This post is from staff writer April Dykman.

I never make New Year’s resolutions. I’ve got nothing against them, but I’m usually already working on resolutions made throughout the previous year. I’m too impatient to wait for an arbitrary day to start changing something in my life.

One example? Less-than-healthful holiday eating habits. I’m a health nut by nature — I crave kale, and soft drinks have zero appeal. But on December 25, you can bet I’m going to eat my mother-in-law’s homemade tamales and buñuelos. Not to mention that my father-in-law, who runs a bakery, brings a box of campechanas, my favorite kind of Mexican sweet bread. It’d be rude to turn that down, and seriously, who would want to? It’s delicious and made with love. But on December 26, I’m back to my normal eating habits. Why wait for January 1?

Still, a new year signifies a new beginning, and it’s a time when many people reflect on the past year. If you’ve made a resolution, one way to kick your year off right is with a 30-day challenge. I don’t mean an insanely restrictive budget or cutting back on the cocoa in your hot chocolate to save money. A challenge should be interesting and fun — not something you dread. And who cares that it’s already January 5? Dates are just dates. Try one challenge, and maybe when it’s over you’ll try another.

Challenge 1: Save $1,000 in 30 days.
“Americans suck at frugality,” writes Ramit Sethi of I Will Teach You To Be Rich. “We spend more than we make. We’re terrible at deferring our immediate wants and investing for the long term. We go into debt. And we blame everyone but ourselves.”

Yet despite our bad habits (and because of them) the vast majority of us worry about money. So Ramit developed a 30-day plan of actionable items — tasks you can easily complete in under one hour that will save you serious amounts of money. According to Ramit, the problem with most “save money” tips is that they are too abstract, too labor-intensive, and/or too myopic. For example, “start a garden” is a tip that might save you money, but it’s going to take money to get started, a great deal of time to reap the rewards, and that all assumes that you have both an interest in gardening and that you know enough about it to not kill off your entire crop.

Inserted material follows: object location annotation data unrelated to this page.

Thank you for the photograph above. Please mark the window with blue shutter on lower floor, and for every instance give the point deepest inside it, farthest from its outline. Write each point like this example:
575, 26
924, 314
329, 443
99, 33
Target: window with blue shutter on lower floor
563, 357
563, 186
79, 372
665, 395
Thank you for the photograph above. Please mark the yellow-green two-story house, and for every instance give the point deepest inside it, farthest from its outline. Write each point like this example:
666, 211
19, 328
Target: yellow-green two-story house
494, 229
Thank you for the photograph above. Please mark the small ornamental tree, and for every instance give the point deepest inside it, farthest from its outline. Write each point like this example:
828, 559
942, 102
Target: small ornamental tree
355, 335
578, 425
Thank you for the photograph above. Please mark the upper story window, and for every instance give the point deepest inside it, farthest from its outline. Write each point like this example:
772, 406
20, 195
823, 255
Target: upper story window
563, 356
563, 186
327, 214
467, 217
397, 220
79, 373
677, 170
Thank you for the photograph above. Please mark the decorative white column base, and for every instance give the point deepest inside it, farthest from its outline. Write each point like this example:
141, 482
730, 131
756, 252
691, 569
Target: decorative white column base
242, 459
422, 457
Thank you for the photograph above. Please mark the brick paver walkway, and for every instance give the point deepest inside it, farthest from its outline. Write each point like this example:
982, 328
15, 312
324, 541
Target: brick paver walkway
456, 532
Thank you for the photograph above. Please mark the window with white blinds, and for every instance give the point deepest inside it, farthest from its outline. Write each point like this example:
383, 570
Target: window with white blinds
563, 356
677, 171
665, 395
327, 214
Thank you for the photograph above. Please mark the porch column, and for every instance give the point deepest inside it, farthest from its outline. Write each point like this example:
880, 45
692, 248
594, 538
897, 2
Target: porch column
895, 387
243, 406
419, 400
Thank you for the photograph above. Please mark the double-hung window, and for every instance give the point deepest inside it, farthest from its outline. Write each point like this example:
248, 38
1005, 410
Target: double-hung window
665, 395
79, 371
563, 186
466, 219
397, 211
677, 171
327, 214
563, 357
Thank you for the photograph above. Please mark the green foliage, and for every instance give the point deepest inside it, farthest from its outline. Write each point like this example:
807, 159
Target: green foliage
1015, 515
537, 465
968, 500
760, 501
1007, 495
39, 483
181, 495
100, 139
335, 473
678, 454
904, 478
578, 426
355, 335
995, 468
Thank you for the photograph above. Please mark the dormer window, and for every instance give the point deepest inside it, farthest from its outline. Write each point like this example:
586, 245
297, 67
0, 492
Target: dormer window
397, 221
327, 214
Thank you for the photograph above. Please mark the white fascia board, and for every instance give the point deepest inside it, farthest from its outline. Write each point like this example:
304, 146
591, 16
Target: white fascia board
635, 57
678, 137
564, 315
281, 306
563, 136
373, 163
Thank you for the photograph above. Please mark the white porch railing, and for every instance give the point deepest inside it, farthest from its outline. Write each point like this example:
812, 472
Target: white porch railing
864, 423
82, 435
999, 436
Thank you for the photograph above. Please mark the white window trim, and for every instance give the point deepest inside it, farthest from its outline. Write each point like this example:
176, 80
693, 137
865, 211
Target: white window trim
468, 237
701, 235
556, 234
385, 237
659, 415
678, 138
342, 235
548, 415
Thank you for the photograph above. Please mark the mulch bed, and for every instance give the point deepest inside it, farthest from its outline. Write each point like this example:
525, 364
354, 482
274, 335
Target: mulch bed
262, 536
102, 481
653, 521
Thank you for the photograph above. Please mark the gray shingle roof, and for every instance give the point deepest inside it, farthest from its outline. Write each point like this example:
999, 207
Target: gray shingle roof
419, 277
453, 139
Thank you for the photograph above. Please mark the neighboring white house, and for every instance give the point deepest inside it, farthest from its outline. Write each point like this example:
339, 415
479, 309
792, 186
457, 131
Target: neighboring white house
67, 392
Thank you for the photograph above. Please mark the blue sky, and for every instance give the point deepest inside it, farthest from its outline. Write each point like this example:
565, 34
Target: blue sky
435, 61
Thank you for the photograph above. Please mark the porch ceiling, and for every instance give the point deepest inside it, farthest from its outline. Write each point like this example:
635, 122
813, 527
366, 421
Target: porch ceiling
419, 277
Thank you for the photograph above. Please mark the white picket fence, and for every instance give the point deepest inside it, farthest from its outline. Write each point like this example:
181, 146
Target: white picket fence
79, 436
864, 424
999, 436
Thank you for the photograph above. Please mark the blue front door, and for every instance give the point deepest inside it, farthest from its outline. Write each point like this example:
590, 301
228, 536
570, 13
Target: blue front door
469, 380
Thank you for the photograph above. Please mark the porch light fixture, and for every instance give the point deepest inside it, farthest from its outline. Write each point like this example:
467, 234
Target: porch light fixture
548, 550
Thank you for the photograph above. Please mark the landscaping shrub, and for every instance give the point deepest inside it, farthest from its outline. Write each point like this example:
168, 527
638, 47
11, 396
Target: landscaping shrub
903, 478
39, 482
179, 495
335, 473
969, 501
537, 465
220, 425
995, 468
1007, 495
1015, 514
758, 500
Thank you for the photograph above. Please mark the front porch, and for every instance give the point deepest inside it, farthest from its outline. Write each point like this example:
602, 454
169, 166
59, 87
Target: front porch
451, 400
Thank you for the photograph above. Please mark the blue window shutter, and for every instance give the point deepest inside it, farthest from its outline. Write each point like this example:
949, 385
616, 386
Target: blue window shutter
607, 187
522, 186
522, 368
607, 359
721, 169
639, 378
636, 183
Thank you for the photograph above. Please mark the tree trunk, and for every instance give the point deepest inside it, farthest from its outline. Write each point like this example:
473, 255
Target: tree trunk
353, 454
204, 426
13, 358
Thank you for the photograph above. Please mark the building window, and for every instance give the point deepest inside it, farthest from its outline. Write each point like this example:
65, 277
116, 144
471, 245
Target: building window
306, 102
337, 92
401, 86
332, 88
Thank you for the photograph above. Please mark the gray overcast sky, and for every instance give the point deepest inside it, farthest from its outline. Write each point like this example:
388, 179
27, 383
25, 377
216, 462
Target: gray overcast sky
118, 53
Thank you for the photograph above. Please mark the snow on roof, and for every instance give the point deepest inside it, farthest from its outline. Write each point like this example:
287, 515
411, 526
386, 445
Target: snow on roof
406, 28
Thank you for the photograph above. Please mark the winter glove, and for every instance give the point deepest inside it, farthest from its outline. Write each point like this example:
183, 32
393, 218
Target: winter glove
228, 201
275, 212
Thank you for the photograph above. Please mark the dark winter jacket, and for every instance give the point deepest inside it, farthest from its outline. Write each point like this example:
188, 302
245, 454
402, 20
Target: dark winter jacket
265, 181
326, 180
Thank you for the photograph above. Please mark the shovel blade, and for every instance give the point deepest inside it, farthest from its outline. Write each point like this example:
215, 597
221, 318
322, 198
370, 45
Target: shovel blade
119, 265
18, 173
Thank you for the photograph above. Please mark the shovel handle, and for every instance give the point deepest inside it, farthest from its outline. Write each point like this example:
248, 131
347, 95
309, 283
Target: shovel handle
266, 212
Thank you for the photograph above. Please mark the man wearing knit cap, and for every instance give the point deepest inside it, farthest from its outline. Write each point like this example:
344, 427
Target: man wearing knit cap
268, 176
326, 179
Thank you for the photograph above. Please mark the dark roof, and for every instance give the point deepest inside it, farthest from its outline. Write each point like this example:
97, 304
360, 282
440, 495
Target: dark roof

Instead, his plan show you how to pick up the phone and negotiate your car insurance, rethink and lower your cell phone bill, and lower your commuting expenses. “…I will ask you to cut back on some things – sometimes radically,” writes Ramit. “For example, if you get your nails done or eat out every day, that’s gone this month. If you were planning to buy a big-screen TV, you can forget about it in November. You can pick it up next month, but I bet you’ll think twice once you save $1,000.”

Challenge 2: Remix the clothing already in your closet for one month.
In a clothing remix challenge, you think of new and creative ways to remix your existing wardrobe. Fashion blogger Kendi from Kendi Everyday started her blog to document her daily style, but after just a few months she was out of shopping money. “I introduced myself to the idea of remixing by coming up with the 30 for 30 Remix Challenge,” she writes. Basically she picked 30 items from her closet and remixed those items, and only those items, into 30 outfits.

“The whole point of the remix is to show myself and readers that with a little bit of creativity, you can make what you have work for you,” she says. “This is a challenge to help you learn to shop your closet and to shop smartly.”

When you’re familiar with what’s in your closet, you become a more discriminating shopper. You’ll also realize you have more options than you might think, preventing a desperate search for appropriate attire when you “have nothing to wear.” Kendi also likes to refrain from shopping during the challenge, though it’s up to you whether you want to do that or not.

Challenge 3: Get rid of one item every day.
Australian blogger and mom Colleen started off 2010 with zero intention of making the usual New Year’s resolutions. But a few days later she decided to turn a project she had already begun into a yearlong resolution. Her 365-day resolution was to get rid of clutter in “…every wardrobe, bench, shelf, under bed, pantry and garage space in [her] home by giving away, throwing away or selling one item everyday…”

Colleen suggests a no-shopping rule for at least the first three weeks (you don’t want to reclutter after you’ve decluttered), and for those who are tempted to spend, there’s a set of questions to ask yourself before you whip out the plastic. A few of my favorite questions include:

  • “Have I researched this purchase? Is this item durable, and does it do the things I want?”
  • “What is it made of? Where was it made?”
  • “Am I buying it ‘just to try it’? If so, is there some other way that I could try it first?”

You can commit for 30 days or go for the full 365. The longer you do it, the more of a lasting change you’re likely to see in your shopping habits. “Taking my time and really feeling the journey embedded new principles into the way I approach Stuff…I have decluttered my home the fast way so many times, but never before have I learned what I needed to learn to stay decluttered,” says Colleen. (What should you do with that clutter? Sell it, swap it, or give it away.)

I’m tempted to try all three challenges at once! But I’m going to start with the third challenge, getting rid of one item every day, and I’ll commit to 30 days — at least initially. I already spot a stack of DVDs just begging to go to Goodwill.

Have you ever tried a 30-day challenge? What was the goal, and what were your results?